同じ城山にあっても、プールと動物園には足を運ぶが隣の神社をのぞく人は少なく、桜の季節以外は森閑とした霊地だ。本殿以外の見ものは一つだけ。陸軍少年航空兵の慰霊碑で、3期から19期まで80人余の氏名をプロペラのマーク下に刻む。本殿と共に1972(昭和47)年の建立だ。なぜ、中途半端な時代に社殿新築となったのか?
その訳は簡単。現地には以前、広大な敷地に古い社殿が建っていたが、公共事業で境内が削られ、相当な補償金が入った。関係者と遺族会の間で「良い機会だ。老朽した社殿を整備しよう」ということになった。
だが、時代は高度成長期。潮流にマッチしない記念事業は、社殿をコンクリートにして、航飛生の鎮魂碑一基建立で終わったようだ=写真。
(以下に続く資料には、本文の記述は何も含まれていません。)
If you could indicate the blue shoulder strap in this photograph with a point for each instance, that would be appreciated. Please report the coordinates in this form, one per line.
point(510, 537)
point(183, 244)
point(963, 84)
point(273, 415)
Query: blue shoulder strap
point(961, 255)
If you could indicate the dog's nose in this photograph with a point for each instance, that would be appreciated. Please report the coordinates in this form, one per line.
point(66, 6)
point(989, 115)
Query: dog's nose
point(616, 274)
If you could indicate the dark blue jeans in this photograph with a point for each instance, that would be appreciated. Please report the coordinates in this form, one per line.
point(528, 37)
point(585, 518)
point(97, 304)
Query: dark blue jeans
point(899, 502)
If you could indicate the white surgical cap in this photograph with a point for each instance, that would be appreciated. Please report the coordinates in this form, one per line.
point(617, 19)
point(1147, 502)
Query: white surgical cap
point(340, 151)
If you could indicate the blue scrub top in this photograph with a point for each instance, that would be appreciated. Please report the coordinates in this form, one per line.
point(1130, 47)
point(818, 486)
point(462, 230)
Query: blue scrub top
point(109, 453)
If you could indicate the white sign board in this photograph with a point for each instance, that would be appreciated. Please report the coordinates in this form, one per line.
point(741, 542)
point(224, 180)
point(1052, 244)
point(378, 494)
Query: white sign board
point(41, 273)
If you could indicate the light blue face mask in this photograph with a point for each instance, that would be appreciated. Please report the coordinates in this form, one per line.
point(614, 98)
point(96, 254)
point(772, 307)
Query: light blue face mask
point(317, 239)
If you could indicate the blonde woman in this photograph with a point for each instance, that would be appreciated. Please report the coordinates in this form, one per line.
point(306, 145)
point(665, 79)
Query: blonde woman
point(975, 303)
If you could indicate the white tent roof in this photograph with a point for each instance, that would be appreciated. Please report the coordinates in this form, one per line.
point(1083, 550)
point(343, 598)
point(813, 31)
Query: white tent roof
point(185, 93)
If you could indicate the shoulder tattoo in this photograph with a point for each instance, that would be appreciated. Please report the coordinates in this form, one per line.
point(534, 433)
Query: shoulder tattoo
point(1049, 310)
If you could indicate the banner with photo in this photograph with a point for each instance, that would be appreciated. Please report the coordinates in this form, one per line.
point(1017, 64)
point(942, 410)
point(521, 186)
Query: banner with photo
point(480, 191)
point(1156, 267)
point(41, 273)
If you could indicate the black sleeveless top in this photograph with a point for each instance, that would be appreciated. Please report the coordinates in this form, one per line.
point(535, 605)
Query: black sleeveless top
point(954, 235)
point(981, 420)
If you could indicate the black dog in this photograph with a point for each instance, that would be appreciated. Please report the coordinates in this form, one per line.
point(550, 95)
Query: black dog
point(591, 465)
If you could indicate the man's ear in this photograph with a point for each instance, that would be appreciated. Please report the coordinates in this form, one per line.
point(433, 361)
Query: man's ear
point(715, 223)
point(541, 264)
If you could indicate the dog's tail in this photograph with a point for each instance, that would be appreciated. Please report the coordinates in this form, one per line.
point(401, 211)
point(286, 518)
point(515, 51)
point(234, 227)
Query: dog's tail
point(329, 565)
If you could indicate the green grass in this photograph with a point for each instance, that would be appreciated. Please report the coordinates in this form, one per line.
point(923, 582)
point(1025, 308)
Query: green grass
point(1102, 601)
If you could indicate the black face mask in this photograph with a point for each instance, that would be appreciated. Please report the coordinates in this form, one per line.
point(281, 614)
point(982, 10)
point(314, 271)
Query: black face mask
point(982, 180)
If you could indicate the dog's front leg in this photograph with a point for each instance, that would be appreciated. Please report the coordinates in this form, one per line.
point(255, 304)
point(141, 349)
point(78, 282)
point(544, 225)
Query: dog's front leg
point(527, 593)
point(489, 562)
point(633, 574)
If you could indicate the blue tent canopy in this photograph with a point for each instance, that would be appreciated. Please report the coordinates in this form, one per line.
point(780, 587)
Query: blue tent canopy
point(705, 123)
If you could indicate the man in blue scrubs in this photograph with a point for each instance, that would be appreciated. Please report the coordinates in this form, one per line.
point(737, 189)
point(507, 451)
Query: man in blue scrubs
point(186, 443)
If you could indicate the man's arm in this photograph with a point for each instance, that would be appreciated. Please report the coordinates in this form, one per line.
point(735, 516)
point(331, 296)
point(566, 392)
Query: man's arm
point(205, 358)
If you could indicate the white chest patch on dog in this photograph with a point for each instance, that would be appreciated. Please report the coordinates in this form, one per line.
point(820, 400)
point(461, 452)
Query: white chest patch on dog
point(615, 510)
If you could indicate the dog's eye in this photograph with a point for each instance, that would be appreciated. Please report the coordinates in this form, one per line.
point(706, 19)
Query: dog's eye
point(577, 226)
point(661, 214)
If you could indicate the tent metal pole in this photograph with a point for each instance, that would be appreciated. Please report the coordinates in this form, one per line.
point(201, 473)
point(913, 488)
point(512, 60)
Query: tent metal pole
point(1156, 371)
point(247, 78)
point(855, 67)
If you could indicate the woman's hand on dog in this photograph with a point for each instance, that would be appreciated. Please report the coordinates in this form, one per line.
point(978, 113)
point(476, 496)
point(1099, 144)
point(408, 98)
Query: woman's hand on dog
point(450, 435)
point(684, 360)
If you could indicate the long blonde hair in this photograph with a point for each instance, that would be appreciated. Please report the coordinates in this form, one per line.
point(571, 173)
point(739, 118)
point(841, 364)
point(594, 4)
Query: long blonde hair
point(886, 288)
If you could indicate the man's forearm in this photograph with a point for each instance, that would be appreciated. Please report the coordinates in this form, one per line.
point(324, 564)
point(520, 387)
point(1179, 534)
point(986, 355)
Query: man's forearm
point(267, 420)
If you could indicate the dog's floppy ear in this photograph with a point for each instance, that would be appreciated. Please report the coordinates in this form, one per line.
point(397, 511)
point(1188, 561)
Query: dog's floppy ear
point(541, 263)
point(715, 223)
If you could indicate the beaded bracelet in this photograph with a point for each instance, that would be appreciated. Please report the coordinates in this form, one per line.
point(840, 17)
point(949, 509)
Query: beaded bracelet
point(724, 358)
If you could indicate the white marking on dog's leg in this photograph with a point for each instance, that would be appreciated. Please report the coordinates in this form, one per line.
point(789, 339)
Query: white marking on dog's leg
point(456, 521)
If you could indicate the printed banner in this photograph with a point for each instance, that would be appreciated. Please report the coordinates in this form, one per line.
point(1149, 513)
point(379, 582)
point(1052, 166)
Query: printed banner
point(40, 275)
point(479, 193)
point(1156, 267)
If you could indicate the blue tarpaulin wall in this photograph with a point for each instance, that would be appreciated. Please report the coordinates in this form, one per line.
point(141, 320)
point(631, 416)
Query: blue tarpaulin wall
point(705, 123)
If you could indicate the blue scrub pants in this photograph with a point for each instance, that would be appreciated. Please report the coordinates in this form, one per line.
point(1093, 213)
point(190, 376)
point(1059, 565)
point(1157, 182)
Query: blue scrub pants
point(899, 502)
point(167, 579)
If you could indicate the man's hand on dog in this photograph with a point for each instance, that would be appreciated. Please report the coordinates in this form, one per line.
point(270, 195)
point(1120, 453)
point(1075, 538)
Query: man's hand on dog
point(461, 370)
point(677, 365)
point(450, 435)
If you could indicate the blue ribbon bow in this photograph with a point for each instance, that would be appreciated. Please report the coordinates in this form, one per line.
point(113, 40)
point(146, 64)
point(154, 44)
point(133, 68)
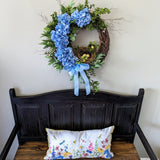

本来なら、沖縄の戦争慰霊碑と同じように民間の犠牲も含め、近在の英霊の氏名をすべて刻んだ膨大な石碑群を建てるべきだったのではないか。
アメリカでは、アーリントン国立墓地に独立戦争以前から太平洋戦争、ベトナム、現在の対イラク・対アフガン戦争までの英霊を御影石に刻み、遺族が訪問するたびに氏名をなでさすり鎮魂と平和祈念のよすがとしている。桜で有名なワシントンDC(特別区)のポトマック川の対岸にあり、ケネディ元大統領も葬られている。

北方漁業をめぐるロシアの威圧、北朝鮮の核開発、中国の軍拡や海底資源争奪など今、日本をめぐる安全保障は揺れ動いている。沖縄などの米軍基地の在り方も、その是非が問われている。
今年も間もなく訪れる敗戦記念日に社頭に立ち、日本の来し方と行く末に思いを巡らせてみてはどうだろうか。